Our new Lakewood-based printer gives us full color on every page. The move back here to Washington should also help us realize some cost savings, thus helping preserve our award-winning mix of specifically local news, sports, features and opinion content.

Even with these advantages, we’re sad to bid farewell to the dedicated press and mailroom team at The Astorian, who have served us, our readers and advertisers well for half a century. They’ve done marvelous work and we thank them from the bottom of our hearts.

When I started editing the Chinook Observer in 1991, I recall Mark and Terri Kester — our ace news/sports writer and ad manager — telling me about their adventures getting our completed pages across the river in time to meet our printing deadline. (There’s nothing quite as intimidating as an angry press boss and crew kept waiting too long after the pages were supposed to be ready to run.) I can’t exactly recall their record between our little old office on Oregon Street in Long Beach to the Astorian offices on Exchange — maybe 22 minutes?

That was in the era when laying out a newspaper was a little like a kindergarten art project, using sticky hot wax to attach galleys of printed type and half-toned photos to giant paper grids. It was a fun but labor-intensive process — thinking about it makes me recall the smell of the wax, painful nicks from Exacto blades, and the eye-straining flicker of fluorescent lighting as we toiled into night.

We gradually adopted ever-more sophisticated news technology and eventually eliminated the need to physically deliver paper layouts to Astoria. We were early users of Apple computers — little block-like plastic cubes with screens that can’t have been much more than eight inches wide.
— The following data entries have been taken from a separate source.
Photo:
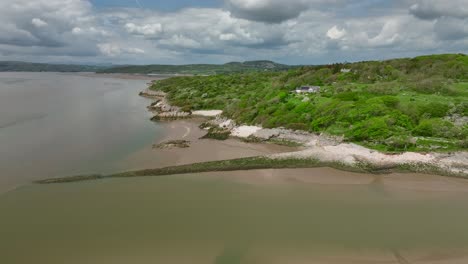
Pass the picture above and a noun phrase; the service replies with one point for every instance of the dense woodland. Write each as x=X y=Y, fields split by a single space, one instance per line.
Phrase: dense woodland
x=416 y=104
x=199 y=69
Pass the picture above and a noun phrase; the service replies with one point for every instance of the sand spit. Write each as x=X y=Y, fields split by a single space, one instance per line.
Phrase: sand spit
x=323 y=148
x=332 y=149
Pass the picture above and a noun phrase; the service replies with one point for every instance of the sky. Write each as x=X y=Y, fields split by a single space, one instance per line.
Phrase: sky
x=220 y=31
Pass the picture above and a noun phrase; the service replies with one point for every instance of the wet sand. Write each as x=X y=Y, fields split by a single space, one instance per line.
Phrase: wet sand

Designing the wide newsprint pages we had back then was like building a ship in a bottle, since we could only see a small fraction of each page at any one time.
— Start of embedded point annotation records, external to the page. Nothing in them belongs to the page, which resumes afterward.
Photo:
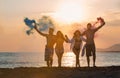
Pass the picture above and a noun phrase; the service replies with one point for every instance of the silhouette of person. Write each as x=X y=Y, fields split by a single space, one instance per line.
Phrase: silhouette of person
x=49 y=50
x=90 y=44
x=59 y=49
x=76 y=45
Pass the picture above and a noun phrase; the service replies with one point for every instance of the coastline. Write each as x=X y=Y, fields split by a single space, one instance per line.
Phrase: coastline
x=63 y=72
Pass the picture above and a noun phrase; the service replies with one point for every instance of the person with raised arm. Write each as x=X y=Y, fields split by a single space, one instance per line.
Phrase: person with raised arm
x=59 y=48
x=49 y=48
x=90 y=44
x=76 y=45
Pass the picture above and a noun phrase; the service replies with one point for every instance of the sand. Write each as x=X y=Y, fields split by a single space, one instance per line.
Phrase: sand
x=63 y=72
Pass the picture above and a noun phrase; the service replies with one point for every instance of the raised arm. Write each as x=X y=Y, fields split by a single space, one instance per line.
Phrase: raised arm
x=102 y=24
x=39 y=31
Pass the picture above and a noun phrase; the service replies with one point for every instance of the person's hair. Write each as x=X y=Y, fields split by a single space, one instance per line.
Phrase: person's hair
x=77 y=31
x=88 y=24
x=51 y=29
x=61 y=34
Although it will be easy electronically transmitting our pages to the new printer, transporting the printed and assembled newspapers back down here will require some minor logistical magic. Especially in this first week, you may notice some slight differences in content as we work out new deadlines involving the many people who contribute to making the Observer all it is. I expect to end up with the same great mix of content as before, reflecting our area’s rich and unique personality — factors that contribute to the Observer being named one of the state’s best a dozen times.

All businesses change, and the ones that survive and prosper adapt and make themselves stronger. I’m optimistic this will be true of the Chinook Observer, which is healthy in every sense and which I expect to remain robust long after I’ve retired after a few more years here.

Thank you for your continuing support.